Trilhas subcutâneas
Passava por aquele bosque todos os dias
e nem reparava nas árvores
que se mutavam com o tempo.
Nem no cheiro de cada estação.
O passo obedecia sempre o mesmo ritmo,
enquanto outros seres revezavam na ocupação
do espaço ao redor.
Nem percebia.
Percorria a mesma trilha todos os dias.
Tinha certo o ponto de partida e o de chegada.
Era o mesmo ponto.
Acordava as 6, saía as 8, voltava as 7, dormia as 10.
Não notava o abismo dos lagos,
a vulnerabilidade das pedras,
a força do vento que desconstrói o que está posto.
Achava bobagem essa coisa de alma.
Passava por aquele bosque todos os dias,
mesmo sem vida.
Do que se sustenta um corpo que vaga?
Não se tem registro exato
do momento em que ela se viu
sem hora para acordar, sair, voltar, dormir.
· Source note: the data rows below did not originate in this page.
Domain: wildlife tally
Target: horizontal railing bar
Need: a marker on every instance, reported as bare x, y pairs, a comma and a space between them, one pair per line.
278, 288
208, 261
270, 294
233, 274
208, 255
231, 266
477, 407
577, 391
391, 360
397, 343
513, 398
Não se sabe o dia em que ela
não buscava mais partir.
Foi se arrastando que ela começou
a habitar a sua sala de estar.
Tocou sua própria pele como
se tocasse uma água
muito quente ou muito fria.
Teve medo, recuou, mas tocou.
Sentiu.
E então pode se tomar
por um espanto ao ver o reflexo do lago,
a potência da pedra,
a inconstância do vento,
seus cheiros,
a árvore tomando espaço ali dentro.
O olhar atento aos detalhes
de um ser ou outro que se aproximava.
Apalpava a bobagem da alma
enquanto conquistava o seu próprio corpo estranho.
O pé descalço
andava sem trilho
agora
somente
por onde ela quisesse (sent)ir.
*Narrativa Sensorial, escrita por Claudia Naoum (@claudiana1) inspirada no projeto fotográfico ‘ATLAS’ de Israel Ariño (@israelarino).).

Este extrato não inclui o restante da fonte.